Ismea, nuovo calo dei prezzi agricoli a dicembre

Scalera di Parmigiano Reggiano

Scalera di Parmigiano Reggiano

#ismea #agromercati L’ultimo mese dell’anno conferma l’intonazione negativa dei mercati agricoli palesatasi a partire dall’autunno. Lo segnala l’Ismea sulla base dell’Indice dei prezzi agricoli all’origine, che si è portato nel mese di osservazione a 111,7 (2010=100) facendo registrare una flessione del 2% su novembre e del 2,5% su dicembre di un anno fa.

Roma, 22 gennaio 2016 –

A dicembre, i prezzi al consumo dei beni alimentari e delle bevande, alcolici inclusi, risultano – sulla scorta dei dati divulgati dall’Istat – in flessione dello 0,4% su base mensile e in aumento dell’1,1% su base annua, ossia rispetto al livello di dicembre dell’anno scorso, in lieve decelerazione rispetto al più 1,6% di novembre.

L’Indice “core” dell’Ismea – calcolato per evidenziare la tendenza di fondo dei prezzi agricoli, scorporando dall’indicatore i prodotti ortofrutticoli, più volatili e maggiormente influenzati da fattori stagionali – a dicembre si colloca a 111,0 (2010=100) a conferma di una dinamica mensile negativa (-1,8%), sebbene lievemente più attenuata rispetto a quanto evidenziato dall’indice complessivo. Il confronto su base annua segnala invece una tendenza deflativa più marcata di quella indicata dall’indice complessivo (-5,6% sul livello di dicembre 2014).

Nel comparto vegetale che fa segnare nel suo complesso un meno 2,6% sul mese precedente, pesano le significative flessioni degli ortaggi (-7,8%) condizionati dall’eccesso di offerta che le temperature insolitamente miti hanno riversato sui mercati.  Continuano ad arretrare anche i prezzi degli olii di oliva (-5,5%) in un contesto non favorevole neanche per i semi di soia (-0,9%) e per i cereali (-2,1%), che scontano i ribassi registrati sui mercati internazionali. Per i vini, le rilevazioni Ismea indicano una brusca battuta di arresto (-1,8%) dell’abbrivio positivo della nuova campagna. Frutta e colture industriali, con un incremento rispettivamente del 3,2% e del 3%, sono invece le uniche due voci in controtendenza rispetto all’andamento complessivamente negativo del comparto.

L’insieme della zootecnia chiude dicembre senza particolari novità rispetto all’andamento dell’intero 2015. La flessione dell’1,7% su base mensile riflette un’ulteriore discesa dei listini del bestiame vivo (-3,9%), solo in parte controbilanciata da una timida progressione dei lattiero caseari (0,5%).   Tra gli animali vivi si segnalano ancora una volta riduzioni significative a carico dei suini (-6,9%), avicoli (-5,2%) e conigli (-11,4%) a fronte della lieve ripresa che ha interessato i bovini (0,3%) e degli incrementi più significativi per gli ovi-caprini (+4,5%). Flettono lievemente su base mensile anche le uova (-0,2%). 
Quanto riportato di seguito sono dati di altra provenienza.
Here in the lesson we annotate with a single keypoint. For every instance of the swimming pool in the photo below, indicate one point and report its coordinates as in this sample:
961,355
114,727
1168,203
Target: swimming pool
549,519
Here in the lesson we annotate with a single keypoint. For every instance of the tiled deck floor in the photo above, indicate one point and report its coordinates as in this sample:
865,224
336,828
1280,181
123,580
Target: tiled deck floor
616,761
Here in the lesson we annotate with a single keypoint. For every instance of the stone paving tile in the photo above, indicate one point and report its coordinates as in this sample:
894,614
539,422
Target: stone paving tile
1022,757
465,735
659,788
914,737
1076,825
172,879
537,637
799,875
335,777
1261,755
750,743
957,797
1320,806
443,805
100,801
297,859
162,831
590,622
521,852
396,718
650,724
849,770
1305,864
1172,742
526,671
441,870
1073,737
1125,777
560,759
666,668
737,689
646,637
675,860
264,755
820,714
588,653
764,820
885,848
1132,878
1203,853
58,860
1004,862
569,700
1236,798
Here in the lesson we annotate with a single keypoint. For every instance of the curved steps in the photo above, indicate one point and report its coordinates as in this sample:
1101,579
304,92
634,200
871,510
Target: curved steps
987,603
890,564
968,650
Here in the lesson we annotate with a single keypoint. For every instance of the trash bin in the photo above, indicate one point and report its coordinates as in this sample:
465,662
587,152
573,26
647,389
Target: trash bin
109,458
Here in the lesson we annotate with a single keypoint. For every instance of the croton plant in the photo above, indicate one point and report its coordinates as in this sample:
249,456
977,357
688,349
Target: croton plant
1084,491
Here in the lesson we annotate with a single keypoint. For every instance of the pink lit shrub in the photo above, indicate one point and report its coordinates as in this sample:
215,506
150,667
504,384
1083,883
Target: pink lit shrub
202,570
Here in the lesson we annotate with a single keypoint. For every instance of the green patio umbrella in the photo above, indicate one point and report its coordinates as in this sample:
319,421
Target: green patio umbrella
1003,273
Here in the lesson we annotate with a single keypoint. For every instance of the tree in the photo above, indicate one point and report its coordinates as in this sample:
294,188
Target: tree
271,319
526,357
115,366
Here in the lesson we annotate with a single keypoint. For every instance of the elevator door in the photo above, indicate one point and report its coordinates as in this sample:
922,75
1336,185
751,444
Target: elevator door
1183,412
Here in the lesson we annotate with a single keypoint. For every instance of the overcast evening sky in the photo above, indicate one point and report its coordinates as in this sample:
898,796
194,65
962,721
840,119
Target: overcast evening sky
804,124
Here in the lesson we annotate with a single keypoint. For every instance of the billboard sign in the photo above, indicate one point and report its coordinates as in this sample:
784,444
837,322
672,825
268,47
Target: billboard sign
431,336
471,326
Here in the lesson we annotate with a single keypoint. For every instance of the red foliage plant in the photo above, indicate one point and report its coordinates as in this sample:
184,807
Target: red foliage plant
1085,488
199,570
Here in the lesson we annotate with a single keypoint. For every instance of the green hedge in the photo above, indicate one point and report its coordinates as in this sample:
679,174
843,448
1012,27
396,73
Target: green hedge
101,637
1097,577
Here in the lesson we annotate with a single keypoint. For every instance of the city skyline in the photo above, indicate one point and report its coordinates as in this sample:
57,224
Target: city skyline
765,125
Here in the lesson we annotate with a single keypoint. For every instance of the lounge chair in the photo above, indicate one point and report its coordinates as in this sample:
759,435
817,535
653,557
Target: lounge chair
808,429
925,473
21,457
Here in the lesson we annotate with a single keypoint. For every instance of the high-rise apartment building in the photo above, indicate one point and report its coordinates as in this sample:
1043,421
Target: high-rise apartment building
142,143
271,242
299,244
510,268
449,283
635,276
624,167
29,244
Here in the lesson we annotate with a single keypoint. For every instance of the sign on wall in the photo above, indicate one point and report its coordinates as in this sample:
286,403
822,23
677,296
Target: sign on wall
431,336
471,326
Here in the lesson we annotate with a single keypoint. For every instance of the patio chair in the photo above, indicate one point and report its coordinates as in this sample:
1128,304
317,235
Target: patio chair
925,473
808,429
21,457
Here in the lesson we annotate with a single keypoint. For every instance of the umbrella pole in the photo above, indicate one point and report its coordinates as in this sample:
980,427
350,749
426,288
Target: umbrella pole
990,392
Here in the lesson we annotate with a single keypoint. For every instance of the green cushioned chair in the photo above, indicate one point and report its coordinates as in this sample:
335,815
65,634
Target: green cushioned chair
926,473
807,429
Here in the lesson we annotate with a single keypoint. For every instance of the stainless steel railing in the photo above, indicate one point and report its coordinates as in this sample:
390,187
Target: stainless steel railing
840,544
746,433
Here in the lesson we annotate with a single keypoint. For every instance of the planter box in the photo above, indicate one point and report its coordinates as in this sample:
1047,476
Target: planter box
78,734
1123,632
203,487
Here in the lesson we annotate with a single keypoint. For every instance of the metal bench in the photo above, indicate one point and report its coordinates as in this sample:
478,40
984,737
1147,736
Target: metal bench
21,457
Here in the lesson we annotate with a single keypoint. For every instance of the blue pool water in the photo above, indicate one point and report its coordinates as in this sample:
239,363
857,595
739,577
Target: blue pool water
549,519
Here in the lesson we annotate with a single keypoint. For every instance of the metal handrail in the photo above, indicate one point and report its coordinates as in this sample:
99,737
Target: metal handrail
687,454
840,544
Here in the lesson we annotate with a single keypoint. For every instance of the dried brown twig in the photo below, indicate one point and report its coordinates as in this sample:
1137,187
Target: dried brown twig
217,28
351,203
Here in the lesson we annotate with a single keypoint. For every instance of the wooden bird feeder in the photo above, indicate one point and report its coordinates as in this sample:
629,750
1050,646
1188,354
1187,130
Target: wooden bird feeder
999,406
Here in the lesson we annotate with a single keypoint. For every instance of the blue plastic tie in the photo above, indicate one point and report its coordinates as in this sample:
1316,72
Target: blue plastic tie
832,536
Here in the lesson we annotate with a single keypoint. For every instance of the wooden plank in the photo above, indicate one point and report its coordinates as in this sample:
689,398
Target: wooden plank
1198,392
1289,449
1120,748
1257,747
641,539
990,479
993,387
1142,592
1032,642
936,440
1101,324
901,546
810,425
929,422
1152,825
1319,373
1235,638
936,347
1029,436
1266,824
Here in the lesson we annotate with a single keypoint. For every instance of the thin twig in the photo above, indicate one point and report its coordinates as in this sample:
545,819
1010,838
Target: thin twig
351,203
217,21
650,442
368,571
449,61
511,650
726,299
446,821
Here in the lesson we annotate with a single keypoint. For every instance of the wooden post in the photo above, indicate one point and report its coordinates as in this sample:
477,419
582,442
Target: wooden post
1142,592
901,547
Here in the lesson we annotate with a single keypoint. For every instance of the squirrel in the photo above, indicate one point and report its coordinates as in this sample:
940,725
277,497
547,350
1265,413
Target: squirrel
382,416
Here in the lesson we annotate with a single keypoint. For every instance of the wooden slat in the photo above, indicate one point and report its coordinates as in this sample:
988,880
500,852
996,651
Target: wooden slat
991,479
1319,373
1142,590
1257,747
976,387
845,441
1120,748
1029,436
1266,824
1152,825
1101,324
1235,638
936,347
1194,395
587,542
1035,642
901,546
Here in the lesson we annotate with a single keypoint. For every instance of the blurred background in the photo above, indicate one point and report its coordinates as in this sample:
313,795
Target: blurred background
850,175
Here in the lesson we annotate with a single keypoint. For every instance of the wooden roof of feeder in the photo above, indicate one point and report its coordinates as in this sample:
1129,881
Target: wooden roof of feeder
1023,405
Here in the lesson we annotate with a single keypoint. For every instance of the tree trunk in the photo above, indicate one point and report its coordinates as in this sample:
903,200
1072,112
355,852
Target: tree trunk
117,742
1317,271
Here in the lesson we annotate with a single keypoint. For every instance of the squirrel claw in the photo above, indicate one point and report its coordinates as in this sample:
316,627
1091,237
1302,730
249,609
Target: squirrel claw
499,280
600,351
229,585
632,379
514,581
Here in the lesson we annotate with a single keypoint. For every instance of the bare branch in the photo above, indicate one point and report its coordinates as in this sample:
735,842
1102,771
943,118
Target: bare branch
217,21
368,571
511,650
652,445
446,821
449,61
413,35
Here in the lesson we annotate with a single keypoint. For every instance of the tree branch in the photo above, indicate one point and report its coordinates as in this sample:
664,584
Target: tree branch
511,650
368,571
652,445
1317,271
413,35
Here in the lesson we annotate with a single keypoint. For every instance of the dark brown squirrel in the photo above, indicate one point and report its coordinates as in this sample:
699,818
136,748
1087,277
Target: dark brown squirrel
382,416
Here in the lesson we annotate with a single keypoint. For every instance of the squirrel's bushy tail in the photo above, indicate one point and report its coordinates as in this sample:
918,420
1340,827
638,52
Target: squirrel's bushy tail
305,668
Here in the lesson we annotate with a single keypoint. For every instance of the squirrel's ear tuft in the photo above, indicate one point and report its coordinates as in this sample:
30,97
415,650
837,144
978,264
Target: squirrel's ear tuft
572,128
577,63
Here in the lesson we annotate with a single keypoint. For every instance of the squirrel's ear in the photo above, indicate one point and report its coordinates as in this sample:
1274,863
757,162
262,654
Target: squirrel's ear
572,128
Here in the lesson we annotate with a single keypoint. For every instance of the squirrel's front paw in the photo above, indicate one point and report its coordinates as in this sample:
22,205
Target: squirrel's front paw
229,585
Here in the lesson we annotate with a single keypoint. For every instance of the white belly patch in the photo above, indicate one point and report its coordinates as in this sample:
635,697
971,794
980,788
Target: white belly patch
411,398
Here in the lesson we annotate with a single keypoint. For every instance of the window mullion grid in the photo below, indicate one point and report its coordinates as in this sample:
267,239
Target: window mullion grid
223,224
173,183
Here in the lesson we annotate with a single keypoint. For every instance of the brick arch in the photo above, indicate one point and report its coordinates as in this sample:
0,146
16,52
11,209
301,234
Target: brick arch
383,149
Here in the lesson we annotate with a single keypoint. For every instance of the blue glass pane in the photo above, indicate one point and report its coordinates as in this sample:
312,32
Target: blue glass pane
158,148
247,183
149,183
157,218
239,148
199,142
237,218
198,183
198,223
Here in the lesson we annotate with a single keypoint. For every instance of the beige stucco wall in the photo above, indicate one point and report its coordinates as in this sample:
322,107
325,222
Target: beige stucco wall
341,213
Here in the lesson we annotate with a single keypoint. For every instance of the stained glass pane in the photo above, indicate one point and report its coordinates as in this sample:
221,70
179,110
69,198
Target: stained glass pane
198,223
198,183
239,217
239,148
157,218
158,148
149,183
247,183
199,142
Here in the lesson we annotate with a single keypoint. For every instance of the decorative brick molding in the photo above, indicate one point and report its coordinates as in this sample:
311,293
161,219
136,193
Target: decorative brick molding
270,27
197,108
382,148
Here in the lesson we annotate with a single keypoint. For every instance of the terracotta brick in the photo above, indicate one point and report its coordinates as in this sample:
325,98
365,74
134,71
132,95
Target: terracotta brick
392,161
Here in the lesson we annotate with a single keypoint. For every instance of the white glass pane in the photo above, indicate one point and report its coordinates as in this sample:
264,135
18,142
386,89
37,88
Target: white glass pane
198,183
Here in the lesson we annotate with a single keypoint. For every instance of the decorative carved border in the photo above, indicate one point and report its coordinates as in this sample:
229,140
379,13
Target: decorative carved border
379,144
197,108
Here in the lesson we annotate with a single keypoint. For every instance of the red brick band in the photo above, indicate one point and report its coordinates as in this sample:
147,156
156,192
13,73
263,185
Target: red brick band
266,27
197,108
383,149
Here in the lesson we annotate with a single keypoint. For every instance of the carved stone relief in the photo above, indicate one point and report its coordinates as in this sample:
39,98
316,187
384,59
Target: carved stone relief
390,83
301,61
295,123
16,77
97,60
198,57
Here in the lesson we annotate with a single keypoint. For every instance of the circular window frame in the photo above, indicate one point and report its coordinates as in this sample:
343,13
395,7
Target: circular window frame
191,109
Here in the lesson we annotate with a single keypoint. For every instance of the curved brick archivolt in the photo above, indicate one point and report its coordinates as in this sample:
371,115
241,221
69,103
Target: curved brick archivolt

Su base annua, l’indice elaborato dall’Ismea arretra del 2,5%, con flessioni più marcate per l’aggregato zootecnico (-3,5%) e più attenuate per il comparto delle coltivazioni vegetali (-1,7%). In quest’ultimo ambito produttivo, flettono, rispetto a dicembre 2014, i prezzi degli olii di oliva (-22,6%), dei cereali (-9,3%) e, in misura inferiore, della frutta (-3,5%) e dei vini (-1,6%).  Solo per gli ortaggi, le coltivazione industriali e i semi di soia il confronto annuale risulta positivo, con un più rispettivamente del 14,8%, del 5,9%, e dello 0,3%. 

Nell’aggregato zootecnico, la dinamica tendenziale fa registrare una riduzione del 3,2% per il bestiame vivo, del 2,3% per i lattiero caseari, e del 15,9% per le uova. 

In media d’anno, in linea con le variazioni acquisite divulgate con i dati di novembre,  i prezzi agricoli del 2015 relativi alla prima fase di scambio risultano complessivamente in aumento dell’1,5% rispetto al livello del 2014,  mentre sulla scorta dell’Indice core la tendenza si conferma deflativa (-3,7%).